Brent North Sea crude for delivery in November slid 72 cents to stand at $97.67 a barrel in London deals.
US benchmark West Texas Intermediate for October lost 43 cents to $91.98 a barrel.
"The strong dollar currently weighs heavily on market sentiment in the oil market," said Myrto Sokou, senior research analyst at the Sucden Financial brokerage in London.
The dollar had surged higher against rival currencies last week on hints from the US Federal Reserve is closer to tightening monetary policy than other major central banks.
The rising greenback makes dollar-priced commodities more expensive for buyers using weaker currencies. That tends to dent demand and price levels.

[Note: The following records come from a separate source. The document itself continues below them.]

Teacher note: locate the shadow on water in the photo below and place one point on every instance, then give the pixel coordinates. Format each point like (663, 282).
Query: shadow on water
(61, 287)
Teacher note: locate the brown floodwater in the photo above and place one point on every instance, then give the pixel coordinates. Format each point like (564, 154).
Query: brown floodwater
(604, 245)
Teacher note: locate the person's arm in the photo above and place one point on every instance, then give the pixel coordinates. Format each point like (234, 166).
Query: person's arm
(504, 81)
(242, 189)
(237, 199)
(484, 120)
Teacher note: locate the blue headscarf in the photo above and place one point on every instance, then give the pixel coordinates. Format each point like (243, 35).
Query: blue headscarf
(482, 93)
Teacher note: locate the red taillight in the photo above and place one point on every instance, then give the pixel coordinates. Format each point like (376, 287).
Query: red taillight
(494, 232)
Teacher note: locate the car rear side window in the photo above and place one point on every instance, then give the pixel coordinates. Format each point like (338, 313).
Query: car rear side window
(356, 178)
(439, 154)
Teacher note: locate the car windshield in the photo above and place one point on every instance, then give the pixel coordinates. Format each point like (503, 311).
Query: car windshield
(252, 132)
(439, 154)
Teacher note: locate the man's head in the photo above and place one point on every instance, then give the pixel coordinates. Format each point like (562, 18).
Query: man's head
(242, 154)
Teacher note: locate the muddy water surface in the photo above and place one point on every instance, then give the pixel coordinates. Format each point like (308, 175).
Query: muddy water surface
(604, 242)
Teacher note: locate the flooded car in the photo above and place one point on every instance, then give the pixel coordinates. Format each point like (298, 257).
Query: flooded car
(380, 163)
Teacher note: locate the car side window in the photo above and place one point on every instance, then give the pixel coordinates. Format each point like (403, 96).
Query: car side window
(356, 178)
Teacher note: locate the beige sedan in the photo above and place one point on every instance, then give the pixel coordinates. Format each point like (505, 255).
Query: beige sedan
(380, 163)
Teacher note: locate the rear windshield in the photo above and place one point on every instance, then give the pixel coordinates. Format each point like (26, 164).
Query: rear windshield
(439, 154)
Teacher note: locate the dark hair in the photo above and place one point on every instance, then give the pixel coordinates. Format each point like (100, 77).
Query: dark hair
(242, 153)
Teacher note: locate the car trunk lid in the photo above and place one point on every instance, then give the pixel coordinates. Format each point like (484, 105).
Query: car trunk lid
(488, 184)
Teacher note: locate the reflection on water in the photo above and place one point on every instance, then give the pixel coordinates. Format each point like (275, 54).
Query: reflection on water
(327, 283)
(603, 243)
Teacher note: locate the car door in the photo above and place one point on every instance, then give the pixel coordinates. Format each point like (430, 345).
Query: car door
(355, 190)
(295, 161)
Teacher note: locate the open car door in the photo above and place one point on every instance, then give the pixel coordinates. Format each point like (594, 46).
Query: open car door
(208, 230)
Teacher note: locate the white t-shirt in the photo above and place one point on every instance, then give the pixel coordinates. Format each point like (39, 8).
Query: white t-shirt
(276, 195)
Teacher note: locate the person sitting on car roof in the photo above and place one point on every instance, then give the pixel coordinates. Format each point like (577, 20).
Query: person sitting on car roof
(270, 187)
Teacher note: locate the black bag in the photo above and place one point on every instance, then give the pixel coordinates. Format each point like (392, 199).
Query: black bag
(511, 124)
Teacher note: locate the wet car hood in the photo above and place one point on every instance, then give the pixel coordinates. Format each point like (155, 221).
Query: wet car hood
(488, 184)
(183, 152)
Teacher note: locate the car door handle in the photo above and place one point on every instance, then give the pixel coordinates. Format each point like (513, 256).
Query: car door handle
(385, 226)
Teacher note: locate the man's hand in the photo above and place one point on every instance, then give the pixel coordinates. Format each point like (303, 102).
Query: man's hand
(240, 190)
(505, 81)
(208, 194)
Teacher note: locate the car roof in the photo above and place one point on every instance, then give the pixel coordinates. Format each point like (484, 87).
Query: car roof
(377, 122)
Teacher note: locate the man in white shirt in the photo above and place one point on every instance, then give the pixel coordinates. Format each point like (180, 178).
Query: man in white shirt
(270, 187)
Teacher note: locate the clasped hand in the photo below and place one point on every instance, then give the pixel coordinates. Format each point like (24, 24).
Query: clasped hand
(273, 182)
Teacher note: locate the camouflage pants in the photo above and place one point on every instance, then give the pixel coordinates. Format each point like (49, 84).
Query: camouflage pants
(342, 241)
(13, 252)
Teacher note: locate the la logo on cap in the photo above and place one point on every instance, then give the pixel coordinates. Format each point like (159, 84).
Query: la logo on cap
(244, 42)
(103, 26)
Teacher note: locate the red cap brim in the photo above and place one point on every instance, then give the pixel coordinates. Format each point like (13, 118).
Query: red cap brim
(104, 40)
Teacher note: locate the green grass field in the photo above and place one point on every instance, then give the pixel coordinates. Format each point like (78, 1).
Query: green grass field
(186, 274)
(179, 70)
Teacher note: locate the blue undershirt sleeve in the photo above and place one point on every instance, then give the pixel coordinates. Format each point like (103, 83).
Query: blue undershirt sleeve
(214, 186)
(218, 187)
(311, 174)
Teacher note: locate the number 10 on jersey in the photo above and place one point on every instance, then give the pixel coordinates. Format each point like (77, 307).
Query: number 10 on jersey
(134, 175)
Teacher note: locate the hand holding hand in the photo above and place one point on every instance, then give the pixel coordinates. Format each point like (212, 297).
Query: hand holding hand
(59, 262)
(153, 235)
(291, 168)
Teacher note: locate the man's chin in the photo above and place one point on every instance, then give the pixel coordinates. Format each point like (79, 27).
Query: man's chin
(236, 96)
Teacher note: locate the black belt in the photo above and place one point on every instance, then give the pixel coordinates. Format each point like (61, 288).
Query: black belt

The oil market was also pushed lower on plentiful global crude supplies, which have been boosted by the US shale energy boom, while sentiment was dampened by demand fears in Europe and China.
"Plentiful non-OPEC supply -- especially in the United States -- in combination with concerns about demand in Europe and China are continuing to weigh on" prices, said Commerzbank analysts.
Looking ahead, traders are eagerly awaiting Tuesday's release of HSBC's flash September purchasing managers index (PMI) for the Chinese manufacturing sector for a key reading on the health of China's economy.
Desmond Chua, analyst at CMC Markets in Singapore, said the Chinese PMI data comes "after a bout of economic reports came in below expectations".
He added that another poor reading "will underscore weakness in the Chinese economy".
Singapore's United Overseas Bank (UOB) added that the "market is expecting a further decline in the PMI to 50.0 from 50.2 in August after having retreated from 51.7 in July".
The index tracks manufacturing activity in China's factories and workshops and is a closely watched indicator of the health of the economy. A reading above 50 indicates growth.